Sometimes he will go out late at night to el barrio and play dominos with the abuelos. I am unable to go with him, lacking both balls and brain to break my curfew. Vaamonde spews spotless disgust towards me for not tangoing in the hazy streetlight of Jackson Heights or not eating coconut bread in Bed-Stuy, and what it means that I do neither. But he is really just a fool sometimes; times when I find flaws in his claustrophobic stigma spouting and inability to look in a mirror.
To be honest, we are far too different. I spell football without an accent and can barely even pronounce his name. I have a Woody Allen disposition with a possible prognosis of self-loathing. I speak like Coney Island stickiness, he speaks like Buenos Aires dulce. Vaamonde and I yell at each other for hours; broken Spanglish doing what it does. Breaking, splitting, spitting, balling, falling.
“Call me Andrew.”
But, other times, quieter times, we work together. We understand how to stitch the fault lines that bind our backs. There is no room for two-sidedness. Jekyl-ed laughter drowns sounds and Hyde-s the inner turmoil. We can be very cooperative, Vaamonde and I.

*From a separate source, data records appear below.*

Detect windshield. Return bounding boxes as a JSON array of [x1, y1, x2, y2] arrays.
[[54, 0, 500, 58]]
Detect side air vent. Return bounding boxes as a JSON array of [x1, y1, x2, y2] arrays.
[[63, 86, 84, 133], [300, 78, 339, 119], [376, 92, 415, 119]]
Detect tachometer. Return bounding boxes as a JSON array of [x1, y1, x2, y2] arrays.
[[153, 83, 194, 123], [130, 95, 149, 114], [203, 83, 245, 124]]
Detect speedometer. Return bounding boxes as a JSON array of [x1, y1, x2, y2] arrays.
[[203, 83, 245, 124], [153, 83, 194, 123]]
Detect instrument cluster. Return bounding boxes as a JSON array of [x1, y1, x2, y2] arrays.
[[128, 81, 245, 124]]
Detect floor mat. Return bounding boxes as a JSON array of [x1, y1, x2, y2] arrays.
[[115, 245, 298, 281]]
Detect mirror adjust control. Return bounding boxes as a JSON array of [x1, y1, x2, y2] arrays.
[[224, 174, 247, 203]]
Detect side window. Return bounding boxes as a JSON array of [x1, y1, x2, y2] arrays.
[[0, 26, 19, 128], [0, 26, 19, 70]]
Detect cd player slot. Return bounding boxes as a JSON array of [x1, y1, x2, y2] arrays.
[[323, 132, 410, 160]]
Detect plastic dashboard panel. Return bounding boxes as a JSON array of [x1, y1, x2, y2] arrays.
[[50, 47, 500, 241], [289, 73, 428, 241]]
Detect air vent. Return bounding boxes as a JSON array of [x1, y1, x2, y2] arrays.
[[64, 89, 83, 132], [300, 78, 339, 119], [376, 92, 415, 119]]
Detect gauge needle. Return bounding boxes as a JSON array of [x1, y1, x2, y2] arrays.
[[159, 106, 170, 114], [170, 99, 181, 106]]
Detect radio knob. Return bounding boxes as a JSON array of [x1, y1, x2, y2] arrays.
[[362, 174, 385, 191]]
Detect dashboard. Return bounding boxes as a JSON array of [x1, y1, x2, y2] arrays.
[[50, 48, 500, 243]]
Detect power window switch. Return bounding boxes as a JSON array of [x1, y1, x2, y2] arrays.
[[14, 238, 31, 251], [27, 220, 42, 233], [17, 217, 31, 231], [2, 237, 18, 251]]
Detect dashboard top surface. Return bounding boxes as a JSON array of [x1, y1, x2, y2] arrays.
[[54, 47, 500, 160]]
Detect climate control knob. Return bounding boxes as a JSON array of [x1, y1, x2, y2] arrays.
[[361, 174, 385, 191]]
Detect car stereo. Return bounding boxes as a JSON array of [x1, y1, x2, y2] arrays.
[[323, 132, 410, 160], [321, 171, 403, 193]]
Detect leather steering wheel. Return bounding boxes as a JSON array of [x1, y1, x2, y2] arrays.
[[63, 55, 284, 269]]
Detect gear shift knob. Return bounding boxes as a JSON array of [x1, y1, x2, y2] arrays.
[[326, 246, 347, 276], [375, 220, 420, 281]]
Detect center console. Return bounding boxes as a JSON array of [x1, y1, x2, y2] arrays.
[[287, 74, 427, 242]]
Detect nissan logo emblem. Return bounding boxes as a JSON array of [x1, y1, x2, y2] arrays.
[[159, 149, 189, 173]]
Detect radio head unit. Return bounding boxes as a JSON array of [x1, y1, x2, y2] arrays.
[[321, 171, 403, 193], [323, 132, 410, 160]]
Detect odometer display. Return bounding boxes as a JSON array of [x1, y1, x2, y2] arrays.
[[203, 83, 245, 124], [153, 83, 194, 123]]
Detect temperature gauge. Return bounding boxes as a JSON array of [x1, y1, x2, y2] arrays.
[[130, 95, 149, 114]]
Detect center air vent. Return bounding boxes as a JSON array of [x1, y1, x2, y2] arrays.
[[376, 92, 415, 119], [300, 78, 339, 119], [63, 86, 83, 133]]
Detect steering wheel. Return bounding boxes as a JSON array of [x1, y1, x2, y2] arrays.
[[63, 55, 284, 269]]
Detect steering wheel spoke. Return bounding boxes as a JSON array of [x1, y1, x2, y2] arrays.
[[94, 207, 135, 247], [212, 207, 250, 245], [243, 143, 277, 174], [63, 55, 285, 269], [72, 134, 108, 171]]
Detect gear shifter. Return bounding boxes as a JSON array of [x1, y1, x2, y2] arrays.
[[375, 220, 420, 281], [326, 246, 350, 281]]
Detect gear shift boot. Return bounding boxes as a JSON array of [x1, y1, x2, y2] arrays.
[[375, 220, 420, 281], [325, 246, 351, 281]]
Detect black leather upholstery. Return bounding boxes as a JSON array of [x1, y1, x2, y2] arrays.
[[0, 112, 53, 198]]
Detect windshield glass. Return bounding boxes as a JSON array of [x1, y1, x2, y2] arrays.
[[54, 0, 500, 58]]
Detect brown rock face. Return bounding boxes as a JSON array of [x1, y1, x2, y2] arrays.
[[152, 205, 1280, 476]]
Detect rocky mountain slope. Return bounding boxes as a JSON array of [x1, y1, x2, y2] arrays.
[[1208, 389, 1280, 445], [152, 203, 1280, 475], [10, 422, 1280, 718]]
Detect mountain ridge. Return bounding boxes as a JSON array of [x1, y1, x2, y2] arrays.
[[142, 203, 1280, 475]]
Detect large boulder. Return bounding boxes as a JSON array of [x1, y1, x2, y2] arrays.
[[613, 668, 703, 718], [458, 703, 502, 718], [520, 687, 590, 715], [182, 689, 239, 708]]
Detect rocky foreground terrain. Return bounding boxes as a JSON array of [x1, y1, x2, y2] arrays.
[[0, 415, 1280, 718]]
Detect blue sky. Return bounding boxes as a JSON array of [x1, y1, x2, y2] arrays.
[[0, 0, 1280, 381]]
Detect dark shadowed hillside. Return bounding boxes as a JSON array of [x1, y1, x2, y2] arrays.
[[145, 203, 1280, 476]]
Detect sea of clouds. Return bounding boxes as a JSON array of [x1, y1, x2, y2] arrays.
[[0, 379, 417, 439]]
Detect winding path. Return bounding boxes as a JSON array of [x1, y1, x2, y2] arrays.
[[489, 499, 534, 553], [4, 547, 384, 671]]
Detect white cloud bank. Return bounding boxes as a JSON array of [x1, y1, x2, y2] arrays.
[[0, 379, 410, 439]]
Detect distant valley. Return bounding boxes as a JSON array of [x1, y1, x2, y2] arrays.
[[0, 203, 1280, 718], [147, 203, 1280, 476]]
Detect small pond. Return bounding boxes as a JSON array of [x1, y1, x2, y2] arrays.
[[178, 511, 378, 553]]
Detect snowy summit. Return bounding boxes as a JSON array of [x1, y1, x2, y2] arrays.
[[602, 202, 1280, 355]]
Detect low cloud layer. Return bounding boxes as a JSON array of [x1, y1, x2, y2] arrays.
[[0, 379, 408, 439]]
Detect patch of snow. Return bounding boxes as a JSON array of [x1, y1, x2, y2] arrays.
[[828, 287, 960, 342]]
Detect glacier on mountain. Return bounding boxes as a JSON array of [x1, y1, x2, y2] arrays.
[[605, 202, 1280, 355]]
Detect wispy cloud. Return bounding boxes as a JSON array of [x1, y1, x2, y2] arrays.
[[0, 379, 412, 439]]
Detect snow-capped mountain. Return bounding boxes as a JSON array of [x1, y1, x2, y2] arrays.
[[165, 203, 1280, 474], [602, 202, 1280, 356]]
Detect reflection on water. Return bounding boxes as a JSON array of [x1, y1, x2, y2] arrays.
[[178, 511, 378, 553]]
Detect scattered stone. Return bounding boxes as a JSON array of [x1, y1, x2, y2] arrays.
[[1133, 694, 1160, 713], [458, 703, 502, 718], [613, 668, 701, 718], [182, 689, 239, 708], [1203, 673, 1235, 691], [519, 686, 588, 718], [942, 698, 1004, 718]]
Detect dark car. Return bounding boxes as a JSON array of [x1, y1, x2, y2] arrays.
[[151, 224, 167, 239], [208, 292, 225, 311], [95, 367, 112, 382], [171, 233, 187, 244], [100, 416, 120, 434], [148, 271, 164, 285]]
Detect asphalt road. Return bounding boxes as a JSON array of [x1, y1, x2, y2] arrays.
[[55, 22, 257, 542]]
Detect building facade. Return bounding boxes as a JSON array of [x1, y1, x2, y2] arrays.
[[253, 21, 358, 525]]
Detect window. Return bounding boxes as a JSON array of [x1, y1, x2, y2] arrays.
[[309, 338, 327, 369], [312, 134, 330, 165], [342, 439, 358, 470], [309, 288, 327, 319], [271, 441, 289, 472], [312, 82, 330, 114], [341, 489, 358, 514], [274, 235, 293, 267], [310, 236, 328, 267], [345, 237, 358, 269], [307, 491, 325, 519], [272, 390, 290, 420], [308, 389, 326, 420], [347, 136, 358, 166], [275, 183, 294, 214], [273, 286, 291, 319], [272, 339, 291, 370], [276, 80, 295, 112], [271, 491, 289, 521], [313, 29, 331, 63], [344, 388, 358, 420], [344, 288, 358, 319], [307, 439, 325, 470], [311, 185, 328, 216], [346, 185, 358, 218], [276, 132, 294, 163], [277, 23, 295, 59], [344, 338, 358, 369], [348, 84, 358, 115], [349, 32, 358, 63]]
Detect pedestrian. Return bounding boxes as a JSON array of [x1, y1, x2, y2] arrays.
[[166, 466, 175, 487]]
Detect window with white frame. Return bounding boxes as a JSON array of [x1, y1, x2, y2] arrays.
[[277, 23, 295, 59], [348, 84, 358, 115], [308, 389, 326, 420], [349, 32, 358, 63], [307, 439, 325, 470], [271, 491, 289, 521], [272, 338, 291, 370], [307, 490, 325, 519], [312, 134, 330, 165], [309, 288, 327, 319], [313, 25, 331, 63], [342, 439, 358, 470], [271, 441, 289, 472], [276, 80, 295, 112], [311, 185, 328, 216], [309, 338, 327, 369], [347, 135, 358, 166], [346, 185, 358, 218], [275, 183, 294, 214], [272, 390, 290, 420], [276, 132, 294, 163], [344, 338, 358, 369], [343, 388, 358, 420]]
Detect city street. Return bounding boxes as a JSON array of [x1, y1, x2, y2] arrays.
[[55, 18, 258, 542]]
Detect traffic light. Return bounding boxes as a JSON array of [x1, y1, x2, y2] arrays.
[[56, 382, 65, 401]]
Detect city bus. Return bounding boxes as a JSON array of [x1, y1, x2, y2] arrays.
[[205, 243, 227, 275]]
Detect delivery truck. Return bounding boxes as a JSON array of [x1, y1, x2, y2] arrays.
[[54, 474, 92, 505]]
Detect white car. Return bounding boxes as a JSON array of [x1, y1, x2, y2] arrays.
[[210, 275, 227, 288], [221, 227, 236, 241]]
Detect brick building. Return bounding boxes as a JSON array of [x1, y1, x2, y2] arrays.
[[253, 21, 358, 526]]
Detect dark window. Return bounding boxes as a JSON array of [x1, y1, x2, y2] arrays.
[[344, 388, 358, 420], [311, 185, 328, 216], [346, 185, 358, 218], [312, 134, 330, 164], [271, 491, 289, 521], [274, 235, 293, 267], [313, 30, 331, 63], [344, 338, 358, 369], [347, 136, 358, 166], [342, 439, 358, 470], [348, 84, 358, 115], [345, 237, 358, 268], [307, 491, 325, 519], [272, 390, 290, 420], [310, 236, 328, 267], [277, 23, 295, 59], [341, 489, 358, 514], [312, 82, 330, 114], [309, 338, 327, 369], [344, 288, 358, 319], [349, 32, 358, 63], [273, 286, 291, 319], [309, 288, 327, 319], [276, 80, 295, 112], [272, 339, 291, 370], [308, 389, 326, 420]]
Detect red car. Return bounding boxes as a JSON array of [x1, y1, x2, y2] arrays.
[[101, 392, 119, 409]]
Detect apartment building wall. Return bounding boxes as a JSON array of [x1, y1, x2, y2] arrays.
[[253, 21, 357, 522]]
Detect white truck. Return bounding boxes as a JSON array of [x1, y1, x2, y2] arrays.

So, now, we find ourselves at 7pm. The sun sets behind us, kissing the backs of our necks orange and violet. Violent, we stalk the cemented dreams of kids who walked these streets before. The soles of our feet are caked with blood and ink. We are lost again at a faithful corner. Murmuring breezes breathe our lungs and slithering winds drink our tears.
It may be Saturday night. And we may be tired. But bed belongs to 3am and the liquor store shines Sodom in the distance. So, off we go. Together at last. Together at once. Together as one, Vaamonde y Yo.